Der nächste globale Klimastreik steht an. Bild: www.imago-images.de / imago images
Gastbeitrag

"Die eskalierende Klimakrise macht eine friedliche Welt unmöglich": Fridays for Future über die Zusammenhänge von Krisen

25.03.2022, 11:4226.03.2022, 13:06
jule pehnt, gastautorin

Momentan befinden wir uns in einem Zustand, in dem die Welt den Atem anhält. Fassungslos schauen wir uns das Weltgeschehen an und können nicht glauben, wozu wir als Menschheit imstande sind.
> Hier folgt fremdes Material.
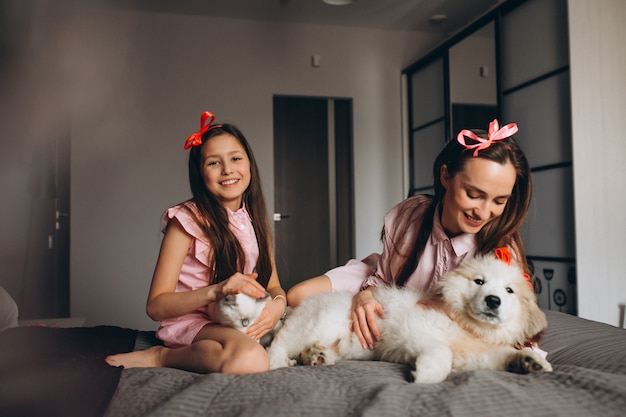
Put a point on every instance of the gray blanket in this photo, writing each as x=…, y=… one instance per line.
x=589, y=379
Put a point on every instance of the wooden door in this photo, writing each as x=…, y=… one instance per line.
x=313, y=186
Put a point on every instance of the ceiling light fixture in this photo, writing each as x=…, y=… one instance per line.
x=438, y=19
x=338, y=2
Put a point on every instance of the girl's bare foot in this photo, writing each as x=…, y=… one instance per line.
x=148, y=358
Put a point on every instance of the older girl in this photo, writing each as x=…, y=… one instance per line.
x=483, y=190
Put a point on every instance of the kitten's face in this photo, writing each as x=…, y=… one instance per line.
x=238, y=311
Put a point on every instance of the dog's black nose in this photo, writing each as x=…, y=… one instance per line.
x=493, y=301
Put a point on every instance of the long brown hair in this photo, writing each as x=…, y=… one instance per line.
x=227, y=256
x=501, y=231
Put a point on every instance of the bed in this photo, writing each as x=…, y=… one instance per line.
x=61, y=372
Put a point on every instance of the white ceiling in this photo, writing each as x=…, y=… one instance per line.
x=412, y=15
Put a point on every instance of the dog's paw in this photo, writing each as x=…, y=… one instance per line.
x=528, y=362
x=316, y=355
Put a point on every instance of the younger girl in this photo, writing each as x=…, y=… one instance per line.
x=482, y=194
x=215, y=244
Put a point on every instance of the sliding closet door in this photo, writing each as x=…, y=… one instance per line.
x=534, y=68
x=427, y=121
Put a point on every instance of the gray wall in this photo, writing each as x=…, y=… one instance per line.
x=130, y=87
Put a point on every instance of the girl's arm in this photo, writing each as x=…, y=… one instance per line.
x=274, y=309
x=163, y=300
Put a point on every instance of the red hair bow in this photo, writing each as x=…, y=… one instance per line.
x=504, y=255
x=196, y=138
x=494, y=134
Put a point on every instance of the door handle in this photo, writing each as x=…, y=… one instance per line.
x=278, y=217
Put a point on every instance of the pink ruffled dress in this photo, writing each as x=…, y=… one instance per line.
x=195, y=272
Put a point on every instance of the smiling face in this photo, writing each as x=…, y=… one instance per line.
x=475, y=195
x=225, y=170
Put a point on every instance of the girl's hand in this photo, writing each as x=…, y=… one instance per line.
x=240, y=283
x=365, y=308
x=268, y=318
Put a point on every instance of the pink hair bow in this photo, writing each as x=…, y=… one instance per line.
x=495, y=133
x=205, y=125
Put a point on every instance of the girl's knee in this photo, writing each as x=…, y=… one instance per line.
x=249, y=360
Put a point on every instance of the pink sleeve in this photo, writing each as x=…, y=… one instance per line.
x=384, y=274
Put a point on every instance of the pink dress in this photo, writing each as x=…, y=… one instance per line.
x=195, y=272
x=402, y=223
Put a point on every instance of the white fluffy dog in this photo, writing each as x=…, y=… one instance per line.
x=240, y=311
x=483, y=314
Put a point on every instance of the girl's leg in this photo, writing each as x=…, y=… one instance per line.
x=307, y=288
x=215, y=349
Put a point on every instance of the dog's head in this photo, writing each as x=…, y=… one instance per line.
x=492, y=300
x=237, y=310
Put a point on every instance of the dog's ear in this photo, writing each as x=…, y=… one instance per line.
x=230, y=299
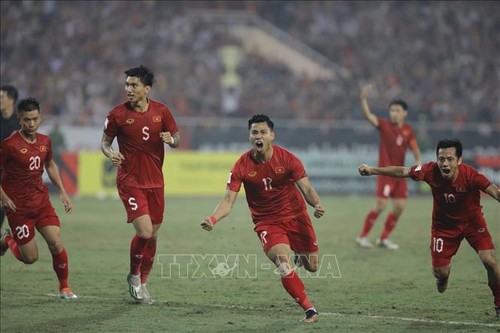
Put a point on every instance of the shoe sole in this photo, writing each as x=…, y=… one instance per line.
x=132, y=290
x=311, y=320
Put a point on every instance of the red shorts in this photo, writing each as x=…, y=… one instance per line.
x=388, y=187
x=297, y=232
x=140, y=201
x=446, y=241
x=23, y=225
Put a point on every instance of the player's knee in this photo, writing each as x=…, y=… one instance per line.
x=489, y=262
x=29, y=259
x=441, y=272
x=312, y=267
x=55, y=246
x=145, y=233
x=284, y=268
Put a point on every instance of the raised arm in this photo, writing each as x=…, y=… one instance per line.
x=173, y=140
x=391, y=171
x=222, y=210
x=493, y=191
x=372, y=118
x=311, y=196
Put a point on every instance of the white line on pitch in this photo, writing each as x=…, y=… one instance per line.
x=419, y=320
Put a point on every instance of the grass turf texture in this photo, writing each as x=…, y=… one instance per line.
x=378, y=290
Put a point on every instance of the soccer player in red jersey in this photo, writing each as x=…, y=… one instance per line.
x=396, y=137
x=25, y=198
x=8, y=119
x=456, y=212
x=141, y=126
x=272, y=177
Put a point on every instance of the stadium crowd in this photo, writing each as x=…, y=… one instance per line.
x=441, y=57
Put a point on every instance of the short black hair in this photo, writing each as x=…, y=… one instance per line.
x=260, y=118
x=399, y=102
x=450, y=143
x=11, y=92
x=28, y=104
x=144, y=74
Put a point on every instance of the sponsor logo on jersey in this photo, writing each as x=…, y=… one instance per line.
x=279, y=169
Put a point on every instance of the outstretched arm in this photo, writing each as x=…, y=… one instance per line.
x=372, y=118
x=222, y=210
x=391, y=171
x=493, y=191
x=311, y=196
x=173, y=140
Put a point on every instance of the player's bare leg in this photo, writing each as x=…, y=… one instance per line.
x=442, y=275
x=280, y=254
x=51, y=234
x=144, y=233
x=488, y=258
x=398, y=205
x=147, y=265
x=309, y=261
x=370, y=219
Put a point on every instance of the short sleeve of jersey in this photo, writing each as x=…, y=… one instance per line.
x=235, y=177
x=419, y=172
x=298, y=171
x=110, y=125
x=49, y=150
x=480, y=180
x=169, y=122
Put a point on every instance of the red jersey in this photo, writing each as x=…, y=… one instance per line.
x=270, y=188
x=394, y=142
x=454, y=202
x=138, y=136
x=22, y=166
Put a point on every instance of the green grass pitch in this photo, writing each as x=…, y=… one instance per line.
x=358, y=290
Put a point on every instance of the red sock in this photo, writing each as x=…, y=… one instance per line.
x=60, y=265
x=136, y=253
x=390, y=224
x=294, y=286
x=148, y=259
x=11, y=243
x=495, y=289
x=369, y=222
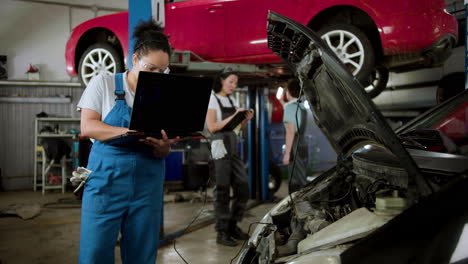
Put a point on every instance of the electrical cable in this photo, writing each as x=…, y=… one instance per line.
x=299, y=132
x=64, y=203
x=201, y=209
x=245, y=241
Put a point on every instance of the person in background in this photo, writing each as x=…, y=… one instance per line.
x=295, y=127
x=125, y=189
x=228, y=168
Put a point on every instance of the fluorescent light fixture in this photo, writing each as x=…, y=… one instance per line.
x=258, y=41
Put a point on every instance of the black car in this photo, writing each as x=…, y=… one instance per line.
x=393, y=197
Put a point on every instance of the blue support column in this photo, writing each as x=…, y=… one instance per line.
x=250, y=137
x=137, y=11
x=264, y=146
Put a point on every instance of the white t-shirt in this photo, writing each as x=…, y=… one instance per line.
x=100, y=96
x=214, y=105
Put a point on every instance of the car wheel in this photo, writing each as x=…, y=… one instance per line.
x=377, y=81
x=355, y=50
x=274, y=182
x=100, y=58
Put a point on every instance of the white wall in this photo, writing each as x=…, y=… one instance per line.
x=36, y=32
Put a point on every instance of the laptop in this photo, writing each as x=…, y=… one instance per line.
x=173, y=103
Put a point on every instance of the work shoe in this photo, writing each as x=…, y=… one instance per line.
x=225, y=239
x=238, y=234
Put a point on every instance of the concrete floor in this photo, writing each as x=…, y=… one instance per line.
x=53, y=236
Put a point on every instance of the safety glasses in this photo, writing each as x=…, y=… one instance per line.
x=146, y=66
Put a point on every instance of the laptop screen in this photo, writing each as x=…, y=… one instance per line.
x=175, y=103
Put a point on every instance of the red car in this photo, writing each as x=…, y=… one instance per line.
x=370, y=37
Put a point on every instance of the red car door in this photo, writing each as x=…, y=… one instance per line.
x=197, y=26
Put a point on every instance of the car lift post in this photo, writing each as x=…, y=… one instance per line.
x=257, y=135
x=258, y=145
x=466, y=45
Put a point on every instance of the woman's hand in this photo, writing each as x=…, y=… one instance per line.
x=161, y=147
x=286, y=159
x=249, y=114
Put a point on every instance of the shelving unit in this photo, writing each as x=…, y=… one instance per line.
x=46, y=164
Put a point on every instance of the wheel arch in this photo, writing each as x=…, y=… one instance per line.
x=97, y=35
x=346, y=14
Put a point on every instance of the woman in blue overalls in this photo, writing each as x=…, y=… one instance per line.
x=125, y=189
x=229, y=170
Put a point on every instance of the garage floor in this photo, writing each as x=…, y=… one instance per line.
x=53, y=236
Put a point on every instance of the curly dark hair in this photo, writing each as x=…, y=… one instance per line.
x=222, y=76
x=149, y=36
x=294, y=88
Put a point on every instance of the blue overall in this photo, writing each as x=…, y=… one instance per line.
x=123, y=193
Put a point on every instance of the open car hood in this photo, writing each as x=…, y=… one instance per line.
x=341, y=107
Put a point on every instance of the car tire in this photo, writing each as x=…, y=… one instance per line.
x=355, y=50
x=274, y=182
x=99, y=58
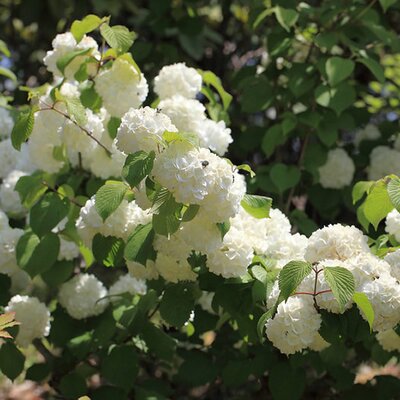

Wir haben in den letzten Jahren als Generation und als Gesellschaft durch Corona gelernt, was es heißt, stillzustehen. Denn das war die größte Hilfe, die wir leisten konnten. Wir haben gelernt, was Solidarität heißt. Gerade jetzt bei diesem Krieg und seit Jahrzehnten bei der Klimakrise, merken wir jedoch, dass stillstehen und zuschauen keine Option ist, dass Solidarität Handeln heißt. Krisen überschlagen sich, feuern sich gegenseitig an und vor allem kosten sie jeden Tag Menschenleben.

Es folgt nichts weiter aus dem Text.